Assessment of growth is a key issue in the diagnostic workup of lung nodules found on CT [4]. Rapid growth of lung nodules is associated with malignant lung disease and repeat imaging is essential [5]. Previously, assessment of lung nodules was performed manually, by measuring the nodule in three dimensions (x, y and z) [6]. Recently pulmonary nodule evaluation software has been launched that allows for semi-automated volumetric measurements and is increasingly being used for the diagnostic workup of lung nodules [7, 8].

In lung cancer screening trials with low-dose CT, nodule volumetry is increasingly used for follow-up of indeterminate nodules in order to detect growth and thus, identify suspected malignant lesions [9]. Nodule volumetry software is available from various vendors but has been shown to vary with respect to absolute measured volume as well as reproducibility of volumetric measurements [10].

Correct segmentation of a pulmonary nodule is the prerequisite for accurate volumetry. In this study, we examined one particular volumetry software package [11] that approaches the issue of nodule segmentation by providing three distinct segmentation options, which include a generic segmentation (All sizes) and two segmentation options that are specifically aimed at small nodules (Small size) and non-solid nodules (Subsolid). We examined inter-observer variability in a lung cancer screening setting under the condition that observers would start with one specific algorithm and then chose to step up to the next algorithms should nodule segmentation with the first one fail. We compared inter-observer variability if both observers chose the same algorithm and if they chose different algorithms. For each approach the percentage of nodules in which differences in measured volumes exceeded 25% was recorded.

Materials and methods

Patients

The study population was selected from the Danish Lung Cancer Screening Trial (DLCST). The DLCST is a 5-year trial investigating the effect of annual screening with low-dose CT on lung cancer mortality. Participants were current or former smokers aged between 50 and 70 years at inclusion with a smoking history of more than 20 pack years [12].
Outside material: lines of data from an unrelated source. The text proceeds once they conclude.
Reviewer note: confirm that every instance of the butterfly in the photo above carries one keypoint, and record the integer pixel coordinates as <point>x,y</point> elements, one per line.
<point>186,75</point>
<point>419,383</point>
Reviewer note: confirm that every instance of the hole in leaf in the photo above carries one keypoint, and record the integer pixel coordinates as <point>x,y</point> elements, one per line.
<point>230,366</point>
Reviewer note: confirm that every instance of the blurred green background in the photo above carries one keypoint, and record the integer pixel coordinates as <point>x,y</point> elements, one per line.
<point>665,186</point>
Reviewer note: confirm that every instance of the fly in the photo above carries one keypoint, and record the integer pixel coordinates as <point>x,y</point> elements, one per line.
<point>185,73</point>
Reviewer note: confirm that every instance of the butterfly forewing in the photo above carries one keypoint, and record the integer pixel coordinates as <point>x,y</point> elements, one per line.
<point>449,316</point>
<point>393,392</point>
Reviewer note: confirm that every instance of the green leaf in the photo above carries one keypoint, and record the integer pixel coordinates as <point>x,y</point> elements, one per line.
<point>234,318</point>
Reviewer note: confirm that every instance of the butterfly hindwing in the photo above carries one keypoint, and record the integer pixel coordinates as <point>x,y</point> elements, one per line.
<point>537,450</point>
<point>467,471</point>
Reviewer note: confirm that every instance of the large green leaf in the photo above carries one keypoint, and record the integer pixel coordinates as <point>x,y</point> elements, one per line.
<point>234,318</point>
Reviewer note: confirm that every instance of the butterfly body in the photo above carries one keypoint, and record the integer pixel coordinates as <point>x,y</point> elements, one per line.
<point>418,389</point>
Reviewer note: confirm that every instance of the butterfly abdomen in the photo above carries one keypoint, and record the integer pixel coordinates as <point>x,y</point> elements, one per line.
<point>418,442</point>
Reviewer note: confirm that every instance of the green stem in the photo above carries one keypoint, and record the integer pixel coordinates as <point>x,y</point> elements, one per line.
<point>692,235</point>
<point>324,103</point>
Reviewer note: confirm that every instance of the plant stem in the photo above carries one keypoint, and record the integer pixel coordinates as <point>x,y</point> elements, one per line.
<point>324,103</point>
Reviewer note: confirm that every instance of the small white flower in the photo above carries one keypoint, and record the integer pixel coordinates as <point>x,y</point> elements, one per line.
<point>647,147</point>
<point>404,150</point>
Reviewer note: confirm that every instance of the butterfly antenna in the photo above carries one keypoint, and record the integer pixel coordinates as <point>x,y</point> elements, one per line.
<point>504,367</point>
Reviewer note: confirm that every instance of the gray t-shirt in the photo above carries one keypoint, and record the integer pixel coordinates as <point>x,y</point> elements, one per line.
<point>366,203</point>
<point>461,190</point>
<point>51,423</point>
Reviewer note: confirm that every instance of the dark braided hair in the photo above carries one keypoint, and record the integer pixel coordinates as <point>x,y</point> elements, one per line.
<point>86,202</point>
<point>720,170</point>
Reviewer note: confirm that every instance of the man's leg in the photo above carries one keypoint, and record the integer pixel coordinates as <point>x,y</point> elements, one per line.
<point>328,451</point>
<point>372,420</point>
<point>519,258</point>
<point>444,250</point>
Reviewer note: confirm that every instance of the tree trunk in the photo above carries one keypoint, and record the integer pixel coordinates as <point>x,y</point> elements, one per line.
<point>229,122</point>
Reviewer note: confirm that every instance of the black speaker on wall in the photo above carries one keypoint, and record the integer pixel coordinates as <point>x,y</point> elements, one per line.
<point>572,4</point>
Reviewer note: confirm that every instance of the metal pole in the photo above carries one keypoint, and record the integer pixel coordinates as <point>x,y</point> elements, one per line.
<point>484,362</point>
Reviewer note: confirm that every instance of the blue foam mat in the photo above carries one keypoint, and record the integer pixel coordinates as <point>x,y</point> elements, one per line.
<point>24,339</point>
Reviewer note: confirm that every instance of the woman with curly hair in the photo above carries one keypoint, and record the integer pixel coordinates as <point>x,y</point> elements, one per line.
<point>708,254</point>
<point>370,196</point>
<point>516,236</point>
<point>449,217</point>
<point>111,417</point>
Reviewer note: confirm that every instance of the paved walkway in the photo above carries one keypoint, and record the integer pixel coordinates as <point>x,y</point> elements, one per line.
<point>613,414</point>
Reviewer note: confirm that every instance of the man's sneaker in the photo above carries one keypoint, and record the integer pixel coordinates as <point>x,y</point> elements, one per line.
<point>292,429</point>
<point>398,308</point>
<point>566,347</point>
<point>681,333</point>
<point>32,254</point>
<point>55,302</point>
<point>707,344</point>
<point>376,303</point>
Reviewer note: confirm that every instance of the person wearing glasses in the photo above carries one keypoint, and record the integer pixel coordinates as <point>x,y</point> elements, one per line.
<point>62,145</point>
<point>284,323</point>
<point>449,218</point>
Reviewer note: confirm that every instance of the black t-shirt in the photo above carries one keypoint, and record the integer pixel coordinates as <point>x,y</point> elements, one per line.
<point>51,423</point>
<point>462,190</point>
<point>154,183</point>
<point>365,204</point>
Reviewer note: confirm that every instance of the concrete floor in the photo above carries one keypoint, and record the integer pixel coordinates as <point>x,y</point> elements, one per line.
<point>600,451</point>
The CT images were screened by two radiologists (K.S.B. and H.H.) and all non-calcified nodules with a diameter over 5 mm (manual measurement) were included in this study. All screen-detected nodules were tabulated along with information regarding the lung segment in which the nodule was found. In the event of disagreement between the radiologists consensus was obtained and registered.

Depending on the radiological degree of suspicion, the nodules were either surgically resected or underwent repeat imaging after 3 months to evaluate growth. Included in this study were nodules >5 mm detected at baseline screening starting November 2004, and their follow-up images up to April 2008.

Methods

All imaging was performed on multidetector (MD) CT (16-row, MX 8000 IDT, Philips Medical Systems, Cleveland, Ohio, USA). Imaging was performed supine at full inspiration in the caudo-cranial direction including the entire lungs. A low-dose technique with 140 kV and 40 mAs was used. Imaging was performed with spiral data acquisition with the following acquisition parameters: section collimation 16 × 0.75 mm, pitch 1.5 and rotation time 0.5 s. Images were reconstructed with 3-mm slice thickness at 1.5-mm increments using a soft algorithm (Kernel A) [12].
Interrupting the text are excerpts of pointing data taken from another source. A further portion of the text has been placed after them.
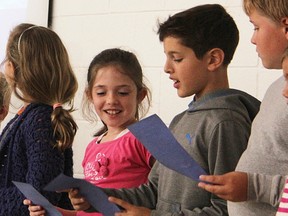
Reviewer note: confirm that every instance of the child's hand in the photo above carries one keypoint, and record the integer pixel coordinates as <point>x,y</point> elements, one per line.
<point>78,202</point>
<point>34,209</point>
<point>130,210</point>
<point>232,186</point>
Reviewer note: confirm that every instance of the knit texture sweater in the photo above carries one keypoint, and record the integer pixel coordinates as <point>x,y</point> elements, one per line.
<point>27,154</point>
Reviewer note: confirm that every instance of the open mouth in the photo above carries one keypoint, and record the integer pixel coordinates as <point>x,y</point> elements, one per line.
<point>112,112</point>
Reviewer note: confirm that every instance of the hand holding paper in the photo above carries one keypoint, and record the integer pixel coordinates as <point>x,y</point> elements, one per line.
<point>38,199</point>
<point>93,194</point>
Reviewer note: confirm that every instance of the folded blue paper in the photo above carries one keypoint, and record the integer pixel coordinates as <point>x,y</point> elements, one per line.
<point>94,195</point>
<point>32,194</point>
<point>157,138</point>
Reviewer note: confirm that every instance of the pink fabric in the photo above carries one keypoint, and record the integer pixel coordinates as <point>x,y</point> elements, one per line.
<point>120,163</point>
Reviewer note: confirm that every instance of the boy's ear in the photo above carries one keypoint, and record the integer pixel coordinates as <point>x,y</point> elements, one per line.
<point>285,23</point>
<point>216,58</point>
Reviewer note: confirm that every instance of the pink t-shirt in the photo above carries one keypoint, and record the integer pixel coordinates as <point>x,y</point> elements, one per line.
<point>120,163</point>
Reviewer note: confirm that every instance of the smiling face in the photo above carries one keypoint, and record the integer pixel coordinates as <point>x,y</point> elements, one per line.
<point>269,38</point>
<point>114,97</point>
<point>189,74</point>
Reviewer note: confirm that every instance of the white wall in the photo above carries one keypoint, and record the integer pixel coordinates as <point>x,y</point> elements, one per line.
<point>89,26</point>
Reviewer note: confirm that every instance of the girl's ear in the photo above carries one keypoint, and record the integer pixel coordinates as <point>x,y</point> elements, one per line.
<point>88,94</point>
<point>216,58</point>
<point>3,113</point>
<point>285,23</point>
<point>141,95</point>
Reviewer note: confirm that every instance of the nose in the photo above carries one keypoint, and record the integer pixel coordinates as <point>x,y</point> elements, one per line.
<point>111,98</point>
<point>167,67</point>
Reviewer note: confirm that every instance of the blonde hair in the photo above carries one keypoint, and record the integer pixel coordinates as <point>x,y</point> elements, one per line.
<point>273,9</point>
<point>43,74</point>
<point>5,91</point>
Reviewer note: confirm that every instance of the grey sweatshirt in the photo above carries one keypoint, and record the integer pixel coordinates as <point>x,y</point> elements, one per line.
<point>214,131</point>
<point>266,157</point>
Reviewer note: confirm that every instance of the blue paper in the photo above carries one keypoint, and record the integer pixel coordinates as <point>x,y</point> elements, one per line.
<point>93,194</point>
<point>157,138</point>
<point>38,199</point>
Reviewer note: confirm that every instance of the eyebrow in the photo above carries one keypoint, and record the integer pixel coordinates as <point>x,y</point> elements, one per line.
<point>118,86</point>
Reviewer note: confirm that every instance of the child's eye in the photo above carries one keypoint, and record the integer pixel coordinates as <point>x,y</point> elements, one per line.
<point>178,59</point>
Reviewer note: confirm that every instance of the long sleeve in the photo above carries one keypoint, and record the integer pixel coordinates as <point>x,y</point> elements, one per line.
<point>32,158</point>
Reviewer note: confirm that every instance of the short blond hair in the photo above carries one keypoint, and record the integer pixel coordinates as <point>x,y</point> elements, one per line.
<point>273,9</point>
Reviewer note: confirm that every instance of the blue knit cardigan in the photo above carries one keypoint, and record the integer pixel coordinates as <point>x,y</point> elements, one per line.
<point>27,155</point>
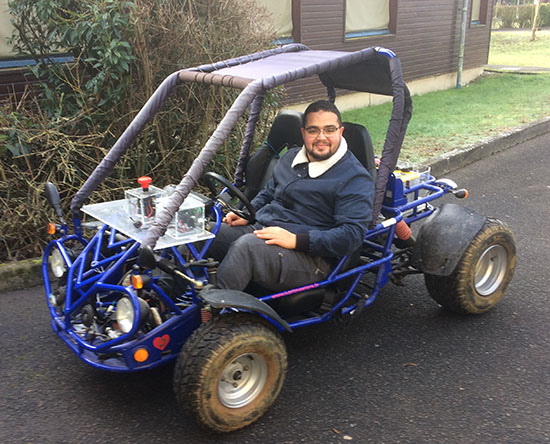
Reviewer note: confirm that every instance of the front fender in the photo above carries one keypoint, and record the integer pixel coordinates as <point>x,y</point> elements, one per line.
<point>444,237</point>
<point>222,298</point>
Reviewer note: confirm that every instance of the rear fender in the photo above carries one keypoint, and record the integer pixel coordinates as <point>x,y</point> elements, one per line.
<point>221,298</point>
<point>444,237</point>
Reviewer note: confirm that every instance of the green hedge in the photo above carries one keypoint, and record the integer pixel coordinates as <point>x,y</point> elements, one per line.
<point>122,51</point>
<point>520,17</point>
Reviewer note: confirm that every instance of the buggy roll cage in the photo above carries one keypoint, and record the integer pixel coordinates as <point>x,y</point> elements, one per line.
<point>373,70</point>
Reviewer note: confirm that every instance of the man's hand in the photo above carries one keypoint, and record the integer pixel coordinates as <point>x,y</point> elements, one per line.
<point>277,236</point>
<point>233,220</point>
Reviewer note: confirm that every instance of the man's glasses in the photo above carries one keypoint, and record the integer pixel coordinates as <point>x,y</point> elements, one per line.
<point>327,130</point>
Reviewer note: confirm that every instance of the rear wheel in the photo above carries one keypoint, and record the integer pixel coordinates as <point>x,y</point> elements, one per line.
<point>482,274</point>
<point>230,371</point>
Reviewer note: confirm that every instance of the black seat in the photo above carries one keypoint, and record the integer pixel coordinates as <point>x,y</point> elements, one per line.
<point>285,132</point>
<point>360,144</point>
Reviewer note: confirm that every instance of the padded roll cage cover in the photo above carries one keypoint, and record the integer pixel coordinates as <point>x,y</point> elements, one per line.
<point>444,237</point>
<point>374,70</point>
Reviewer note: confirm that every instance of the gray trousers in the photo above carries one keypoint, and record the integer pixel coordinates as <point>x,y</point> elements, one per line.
<point>246,258</point>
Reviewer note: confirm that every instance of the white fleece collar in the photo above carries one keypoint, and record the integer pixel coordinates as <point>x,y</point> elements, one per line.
<point>315,169</point>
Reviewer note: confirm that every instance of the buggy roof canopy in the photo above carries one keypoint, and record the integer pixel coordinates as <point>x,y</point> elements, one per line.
<point>373,70</point>
<point>367,70</point>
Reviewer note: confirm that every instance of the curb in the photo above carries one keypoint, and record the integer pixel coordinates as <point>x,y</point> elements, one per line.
<point>471,153</point>
<point>28,273</point>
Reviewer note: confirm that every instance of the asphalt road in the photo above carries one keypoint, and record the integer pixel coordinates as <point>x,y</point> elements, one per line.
<point>405,372</point>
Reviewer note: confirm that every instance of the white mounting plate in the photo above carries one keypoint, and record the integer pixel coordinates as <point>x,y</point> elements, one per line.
<point>113,214</point>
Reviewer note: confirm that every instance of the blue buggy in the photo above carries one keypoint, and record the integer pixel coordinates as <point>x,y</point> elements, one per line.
<point>125,295</point>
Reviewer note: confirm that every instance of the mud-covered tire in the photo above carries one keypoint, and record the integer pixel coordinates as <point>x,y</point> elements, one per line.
<point>230,371</point>
<point>481,276</point>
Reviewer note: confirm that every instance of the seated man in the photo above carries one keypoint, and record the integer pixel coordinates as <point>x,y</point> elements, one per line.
<point>316,207</point>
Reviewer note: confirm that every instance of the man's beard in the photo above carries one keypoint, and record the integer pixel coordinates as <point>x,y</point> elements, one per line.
<point>313,155</point>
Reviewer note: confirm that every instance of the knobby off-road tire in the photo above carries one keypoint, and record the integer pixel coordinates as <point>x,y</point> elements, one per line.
<point>230,371</point>
<point>482,274</point>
The reproducibility readings of the present study were done by two trained observers (1st reader, H.A., and 2nd reader, B.d.H.) with more than 2 years’ experience in evaluating lung screening imaging with semi-automated nodule volumetry software [11] (Syngo LungCARE CT, Siemens Medical Solutions, Erlangen, Germany). The observers were participating in different screening trials, the Danish DLSCT (H.A.) and the Dutch-Belgian NELSON (B.d.H.) trials. To ensure that nodules were correctly matched, a CT slice on which the nodule was clearly marked was available for both readers. Otherwise each reader was blinded to the readings of the other reader.
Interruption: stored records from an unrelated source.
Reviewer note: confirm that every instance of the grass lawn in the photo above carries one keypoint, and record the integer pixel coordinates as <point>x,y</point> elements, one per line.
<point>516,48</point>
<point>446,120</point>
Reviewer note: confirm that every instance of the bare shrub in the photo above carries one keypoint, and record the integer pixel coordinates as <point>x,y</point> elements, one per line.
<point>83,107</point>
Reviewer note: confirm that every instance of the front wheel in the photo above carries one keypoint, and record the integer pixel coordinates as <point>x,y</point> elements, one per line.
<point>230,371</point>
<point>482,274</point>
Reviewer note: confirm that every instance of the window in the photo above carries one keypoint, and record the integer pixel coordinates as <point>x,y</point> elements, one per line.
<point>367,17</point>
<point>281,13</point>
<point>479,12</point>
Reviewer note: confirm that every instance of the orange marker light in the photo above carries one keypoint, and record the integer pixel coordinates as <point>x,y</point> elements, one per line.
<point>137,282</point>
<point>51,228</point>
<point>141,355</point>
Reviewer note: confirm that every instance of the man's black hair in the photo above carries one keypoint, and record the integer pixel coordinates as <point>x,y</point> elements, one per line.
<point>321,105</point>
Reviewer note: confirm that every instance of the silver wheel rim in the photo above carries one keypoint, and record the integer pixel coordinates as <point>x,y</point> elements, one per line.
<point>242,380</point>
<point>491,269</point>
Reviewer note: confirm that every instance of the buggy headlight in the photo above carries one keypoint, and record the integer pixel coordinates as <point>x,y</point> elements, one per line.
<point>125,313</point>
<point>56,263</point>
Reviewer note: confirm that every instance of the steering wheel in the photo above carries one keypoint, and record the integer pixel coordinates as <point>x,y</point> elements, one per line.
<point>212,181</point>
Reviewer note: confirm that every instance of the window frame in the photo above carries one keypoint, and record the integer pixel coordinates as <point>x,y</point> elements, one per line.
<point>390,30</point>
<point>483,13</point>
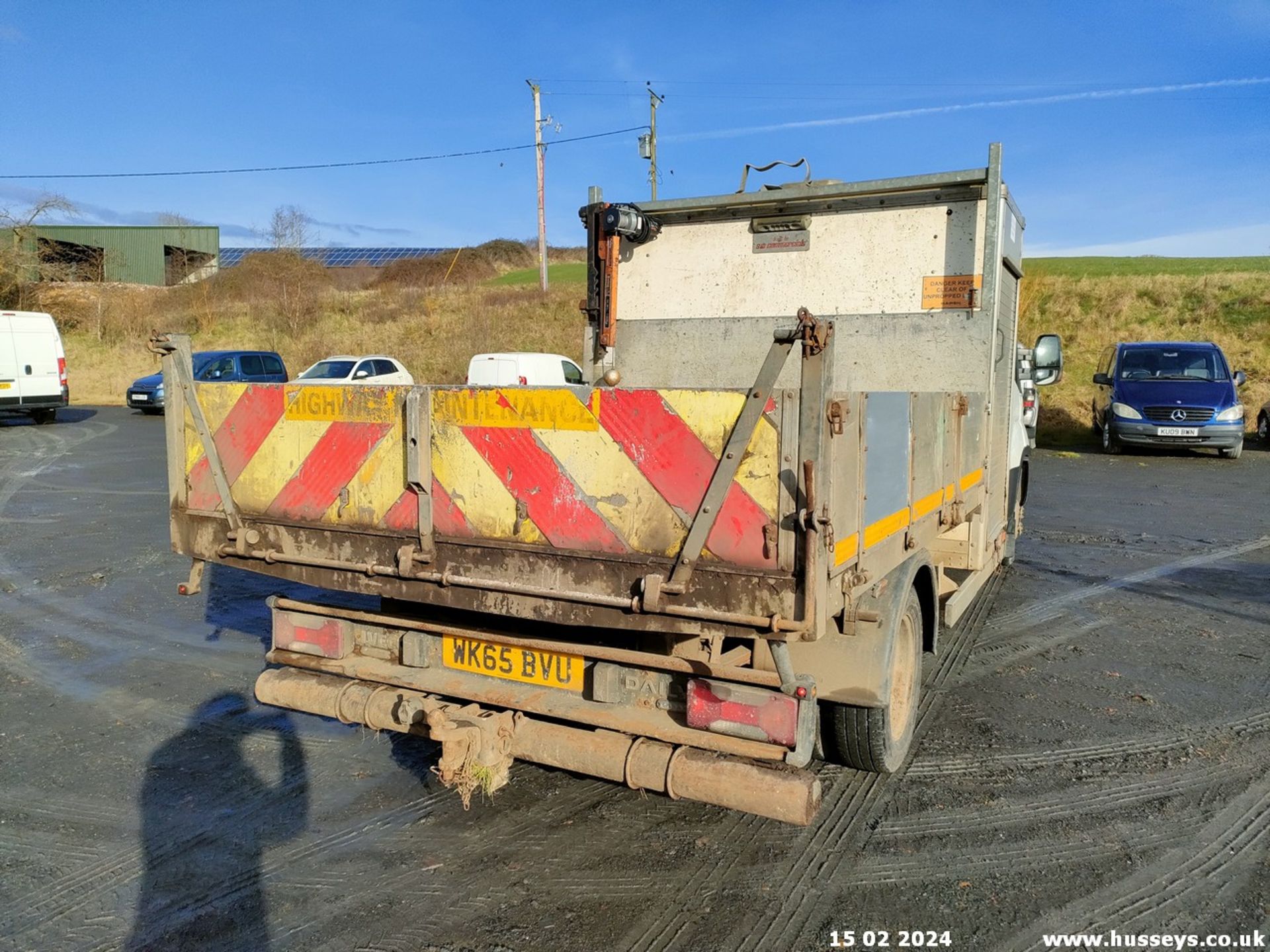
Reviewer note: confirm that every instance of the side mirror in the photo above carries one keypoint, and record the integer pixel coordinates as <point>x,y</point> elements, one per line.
<point>1048,360</point>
The analysis procedure for solid nodules consisted of a step-up approach in which first the Small size algorithm was tried, and in the event of failure of proper segmentation the All sizes algorithm was tried. This evaluation was performed independently by the two readers. In particular, the following steps were taken: after positioning a seed point in the nodule, the software produced a visual three-dimensional (3D) presentation of the detected nodule highlighting the voxels of the nodule for which the volume was calculated (Fig. 1). If the segmentation was visually judged to include the whole nodule and no surrounding structures such as vessels and pleura, the segmentation was considered successful. If this visual validation of the nodule showed incorrect segmentation, the reader tried to segment the nodule three times with the same algorithm before concluding that the nodule could not be correctly segmented by this algorithm. In the case of part-solid nodules, only the solid part was analysed either with the Small size or the All sizes algorithm. The Subsolid algorithm was applied in the case of pure non-solid ground glass opacity.

Fig. 1
figure 1

Screenshot of Siemens LungCARE software. The right lower window displays a visual 3D presentation of the nodule

Bland-Altman plots were used to compare volumetric results for those nodules in which the readers had used the same algorithm and for those nodules in which the readers had used different algorithms. Results were analysed using R statistical software version 2.7.1, and a significance level of 0.05 was applied. The differences between readers were normally distributed. An F-test was used to compare the variances achieved with the various algorithms.

Results

At baseline screening, 188 nodules were found in 161 participants. Including repeat imaging for follow-up of these nodules, 545 nodules on 488 CTs could be included in this study. In 154 of the 545 nodules (28%), one (10%) or both (18%) readers were unable to correctly segment the nodule using all available segmentation algorithms. In the remaining 391 cases in which both readers found at least one algorithm that correctly segmented the nodule, they chose the same algorithm in 311 cases (80%) (Table 1).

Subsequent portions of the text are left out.